And with the absence of occlusion queries, do you know some efficient technique to perform occlusion culling with OpenGL ES 2.0?
Would it decrease the application performance instead of boost it
as you would have to do all the calculations on the CPU?
about 2 years ago
OpenGL ES 2.0 and the usual hardware it is running on is simply not a suitable platform for these types of techniques. Of course, one of the biggest problem is the lack of geometry shaders.
Due to the lack of these types of programmability, when you have to use OpenGL ES you should rather go to standard CPU based methods.
E.g.: ICR (aka per-object view frustum culling) has obviously clear benefit on CPU. This is also true for dynamic LOD selection.
For occlusion culling, well, it is a much more difficult question…
If you’ve read the previous article about Hi-Z map based occlusion culling you can see that Steve Hill has linked some material how they used Hi-Z map based occlusion culling.
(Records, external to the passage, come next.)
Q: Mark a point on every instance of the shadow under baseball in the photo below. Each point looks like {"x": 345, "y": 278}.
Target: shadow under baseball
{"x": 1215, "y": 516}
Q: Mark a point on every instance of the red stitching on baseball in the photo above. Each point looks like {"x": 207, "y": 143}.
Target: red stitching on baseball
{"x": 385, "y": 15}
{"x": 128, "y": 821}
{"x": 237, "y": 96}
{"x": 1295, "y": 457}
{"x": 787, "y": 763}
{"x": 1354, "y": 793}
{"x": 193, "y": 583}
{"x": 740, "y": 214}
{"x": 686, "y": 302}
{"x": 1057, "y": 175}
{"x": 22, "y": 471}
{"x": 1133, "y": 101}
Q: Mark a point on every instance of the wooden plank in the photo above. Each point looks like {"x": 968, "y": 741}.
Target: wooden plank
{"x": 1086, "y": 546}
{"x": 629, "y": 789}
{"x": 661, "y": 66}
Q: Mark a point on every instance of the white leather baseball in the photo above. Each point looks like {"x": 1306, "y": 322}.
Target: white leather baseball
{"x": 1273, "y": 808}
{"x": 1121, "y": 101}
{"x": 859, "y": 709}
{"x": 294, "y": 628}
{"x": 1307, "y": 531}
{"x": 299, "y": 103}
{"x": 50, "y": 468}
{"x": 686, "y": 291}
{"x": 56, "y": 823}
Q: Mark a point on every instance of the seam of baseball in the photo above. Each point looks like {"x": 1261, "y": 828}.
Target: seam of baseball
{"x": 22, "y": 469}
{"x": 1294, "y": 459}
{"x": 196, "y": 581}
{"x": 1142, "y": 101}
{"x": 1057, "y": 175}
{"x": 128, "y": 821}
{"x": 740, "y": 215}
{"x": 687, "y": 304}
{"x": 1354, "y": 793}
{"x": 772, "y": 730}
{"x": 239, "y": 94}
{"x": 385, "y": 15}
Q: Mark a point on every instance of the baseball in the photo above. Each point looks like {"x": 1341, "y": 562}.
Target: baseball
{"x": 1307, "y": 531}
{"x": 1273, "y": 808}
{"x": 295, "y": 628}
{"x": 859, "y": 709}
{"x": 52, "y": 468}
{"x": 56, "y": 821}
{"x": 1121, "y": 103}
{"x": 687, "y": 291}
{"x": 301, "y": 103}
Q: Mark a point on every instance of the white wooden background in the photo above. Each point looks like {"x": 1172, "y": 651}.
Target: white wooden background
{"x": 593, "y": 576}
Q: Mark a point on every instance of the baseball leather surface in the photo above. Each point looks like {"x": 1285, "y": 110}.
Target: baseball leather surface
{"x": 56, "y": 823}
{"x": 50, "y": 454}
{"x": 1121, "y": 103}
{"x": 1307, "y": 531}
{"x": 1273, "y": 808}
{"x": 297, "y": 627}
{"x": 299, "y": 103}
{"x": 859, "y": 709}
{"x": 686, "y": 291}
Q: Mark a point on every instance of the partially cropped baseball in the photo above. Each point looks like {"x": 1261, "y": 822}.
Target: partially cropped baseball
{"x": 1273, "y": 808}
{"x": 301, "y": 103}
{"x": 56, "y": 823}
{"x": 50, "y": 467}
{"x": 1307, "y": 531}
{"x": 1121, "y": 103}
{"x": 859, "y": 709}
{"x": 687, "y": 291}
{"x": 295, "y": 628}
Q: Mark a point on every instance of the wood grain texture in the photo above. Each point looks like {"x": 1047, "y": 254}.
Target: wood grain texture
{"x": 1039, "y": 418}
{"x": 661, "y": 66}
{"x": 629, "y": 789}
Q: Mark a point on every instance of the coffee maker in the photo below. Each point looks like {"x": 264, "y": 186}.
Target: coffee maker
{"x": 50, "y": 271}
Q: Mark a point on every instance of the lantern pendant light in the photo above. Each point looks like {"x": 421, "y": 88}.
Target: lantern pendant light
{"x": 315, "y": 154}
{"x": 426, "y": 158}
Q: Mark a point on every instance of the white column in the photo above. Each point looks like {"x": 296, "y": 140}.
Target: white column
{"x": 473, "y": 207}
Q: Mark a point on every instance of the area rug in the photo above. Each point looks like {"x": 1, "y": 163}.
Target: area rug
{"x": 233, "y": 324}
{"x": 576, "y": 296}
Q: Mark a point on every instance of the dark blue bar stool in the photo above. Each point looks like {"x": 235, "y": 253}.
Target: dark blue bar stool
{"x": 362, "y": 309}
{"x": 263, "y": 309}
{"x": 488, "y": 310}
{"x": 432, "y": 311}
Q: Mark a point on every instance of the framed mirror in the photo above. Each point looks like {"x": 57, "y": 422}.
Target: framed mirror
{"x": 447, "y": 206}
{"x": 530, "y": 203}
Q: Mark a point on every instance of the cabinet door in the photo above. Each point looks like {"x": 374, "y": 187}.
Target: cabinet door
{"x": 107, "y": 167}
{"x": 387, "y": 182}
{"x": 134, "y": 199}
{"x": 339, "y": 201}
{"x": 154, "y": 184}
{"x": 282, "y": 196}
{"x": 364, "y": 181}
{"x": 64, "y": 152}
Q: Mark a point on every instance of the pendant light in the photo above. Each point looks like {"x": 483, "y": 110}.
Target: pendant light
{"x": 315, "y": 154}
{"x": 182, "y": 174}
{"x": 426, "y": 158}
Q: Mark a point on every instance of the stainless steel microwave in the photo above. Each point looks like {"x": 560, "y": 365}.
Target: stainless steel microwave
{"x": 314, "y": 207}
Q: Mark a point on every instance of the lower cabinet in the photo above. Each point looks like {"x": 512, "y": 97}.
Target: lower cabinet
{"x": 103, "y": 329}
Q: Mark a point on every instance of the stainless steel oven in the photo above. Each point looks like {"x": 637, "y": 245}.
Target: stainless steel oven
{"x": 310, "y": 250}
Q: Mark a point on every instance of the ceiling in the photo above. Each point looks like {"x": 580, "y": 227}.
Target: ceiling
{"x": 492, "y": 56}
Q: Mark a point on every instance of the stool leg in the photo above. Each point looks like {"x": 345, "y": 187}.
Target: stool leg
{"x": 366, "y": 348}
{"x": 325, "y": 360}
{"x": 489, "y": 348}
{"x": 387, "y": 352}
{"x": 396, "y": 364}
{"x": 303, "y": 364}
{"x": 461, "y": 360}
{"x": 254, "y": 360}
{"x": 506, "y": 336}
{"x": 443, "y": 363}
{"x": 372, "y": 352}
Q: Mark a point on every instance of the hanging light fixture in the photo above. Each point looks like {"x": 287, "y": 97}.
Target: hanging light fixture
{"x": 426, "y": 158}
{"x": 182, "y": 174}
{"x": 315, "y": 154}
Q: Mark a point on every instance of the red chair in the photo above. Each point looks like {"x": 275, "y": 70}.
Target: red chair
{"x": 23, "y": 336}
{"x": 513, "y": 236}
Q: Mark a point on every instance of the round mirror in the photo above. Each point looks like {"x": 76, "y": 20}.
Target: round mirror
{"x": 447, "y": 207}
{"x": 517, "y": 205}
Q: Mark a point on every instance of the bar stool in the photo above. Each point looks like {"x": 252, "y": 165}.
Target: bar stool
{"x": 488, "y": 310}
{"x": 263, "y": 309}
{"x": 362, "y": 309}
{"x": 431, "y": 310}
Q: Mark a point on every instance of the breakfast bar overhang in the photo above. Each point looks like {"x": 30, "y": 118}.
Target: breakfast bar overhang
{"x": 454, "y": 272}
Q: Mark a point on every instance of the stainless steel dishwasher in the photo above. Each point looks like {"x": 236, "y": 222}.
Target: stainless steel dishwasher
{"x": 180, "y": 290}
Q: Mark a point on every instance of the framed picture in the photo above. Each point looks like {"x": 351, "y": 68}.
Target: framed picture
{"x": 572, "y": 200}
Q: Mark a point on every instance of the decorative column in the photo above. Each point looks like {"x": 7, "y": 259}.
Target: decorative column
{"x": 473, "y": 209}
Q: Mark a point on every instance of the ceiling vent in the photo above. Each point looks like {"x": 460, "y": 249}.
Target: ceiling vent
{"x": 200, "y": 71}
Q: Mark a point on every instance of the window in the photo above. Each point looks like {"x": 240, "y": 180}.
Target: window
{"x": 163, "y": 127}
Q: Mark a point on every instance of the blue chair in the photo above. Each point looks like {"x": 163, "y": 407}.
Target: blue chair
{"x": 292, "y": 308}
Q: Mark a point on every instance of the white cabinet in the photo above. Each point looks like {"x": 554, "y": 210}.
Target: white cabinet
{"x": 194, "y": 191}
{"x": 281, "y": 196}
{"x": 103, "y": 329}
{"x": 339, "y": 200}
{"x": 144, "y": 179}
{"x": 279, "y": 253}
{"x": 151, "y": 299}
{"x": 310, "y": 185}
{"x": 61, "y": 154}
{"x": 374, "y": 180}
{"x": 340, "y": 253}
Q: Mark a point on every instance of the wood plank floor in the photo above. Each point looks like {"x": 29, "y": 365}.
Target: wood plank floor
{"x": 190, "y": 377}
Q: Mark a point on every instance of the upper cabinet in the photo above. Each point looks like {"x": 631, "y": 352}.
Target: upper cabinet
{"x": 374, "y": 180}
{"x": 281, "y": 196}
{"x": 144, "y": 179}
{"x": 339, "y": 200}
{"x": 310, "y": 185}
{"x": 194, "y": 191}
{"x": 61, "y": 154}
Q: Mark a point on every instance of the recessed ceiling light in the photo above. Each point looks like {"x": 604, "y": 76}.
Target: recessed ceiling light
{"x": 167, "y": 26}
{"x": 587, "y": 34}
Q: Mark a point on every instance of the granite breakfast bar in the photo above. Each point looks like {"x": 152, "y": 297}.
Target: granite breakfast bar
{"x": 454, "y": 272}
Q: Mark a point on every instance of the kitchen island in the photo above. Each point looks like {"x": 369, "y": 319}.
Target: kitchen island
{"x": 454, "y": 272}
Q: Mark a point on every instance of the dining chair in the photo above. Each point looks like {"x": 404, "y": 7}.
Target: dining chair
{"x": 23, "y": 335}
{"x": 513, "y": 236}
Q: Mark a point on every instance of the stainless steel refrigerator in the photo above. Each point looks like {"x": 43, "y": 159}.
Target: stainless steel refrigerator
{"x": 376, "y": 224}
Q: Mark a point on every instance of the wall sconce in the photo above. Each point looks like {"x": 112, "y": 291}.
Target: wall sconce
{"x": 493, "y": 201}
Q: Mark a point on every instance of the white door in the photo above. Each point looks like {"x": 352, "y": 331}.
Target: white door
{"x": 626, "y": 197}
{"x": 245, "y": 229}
They used simple render-to-buffer technique and they read the results back on the CPU and then the CPU decided what has to be drawn and what can be culled. I think it should be possible to implement this using OpenGL ES 2.0.
about 2 years ago
Ok, I’ll take a look on it.
Thanks
about 1 year ago
Good day. Thank you for your articles, they are very interesting and help to understand the technology.
But I have questions.
I’m developing a project, where it is necessary to render vast areas with a large number of objects (grass, trees, shrubs, etc.).
The surface terrain is sufficiently large (in principle, it is generally not limited to), so I smashed it on the tiles. Each tile is a container of resources, including vegetation. Each tile and its resources are loaded as needed.
Now I have implemented an approach where each type of object (vegetation) correspond to a Instance object, and correspondingly its TBO. Initial tests showed that the overall performance rather depends on the number of Instance objects and drops sharply at a sufficiently large number of TBO. Then I decided to take advantage of your approach ICR, but the result I was very impressed (with the number of objects can be seen when more than 500k less than 20
I got the best performance), but when I added a test case for a few more Instance objects of another type, the performance dropped significantly (60fps -> 32fps) I thought that maybe it’s because of frequent switching feedback. Then I realized the dynamic LOD. As a result, I got a winning performance.
In the test case I used the model tree of your demo mountains, with the number of visible objects 3339, I only got 11fps. When two visible objects – 30fps. The total number of objects in the scene 5000.
Now I’m at a loss, what could I lose sight of the implementation. It can not be created for each object type a TBO? Or does not inevitably decline when using FeedbackBuffer? Or is the problem of using TBO?
Data for your demos
Nature 1.2 200-840fps
Nature 2.0 200-830fps
mountains:
No-culling 16-70fps
No-culling + dynamicLOD 33-250fps
ICR 20-1054fps
ICR + dynamicLOD 67-1050fps
ICR + Hi-Z 130-550fps
ICR + Hi-Z + dynamicLOD 250-400fps
Description of the computer:
CPU Intel Core2Duo E4400 – 2Gz
memory – 3Gb
GPU NVIDIA GTX 550 Ti
Windows XP sp3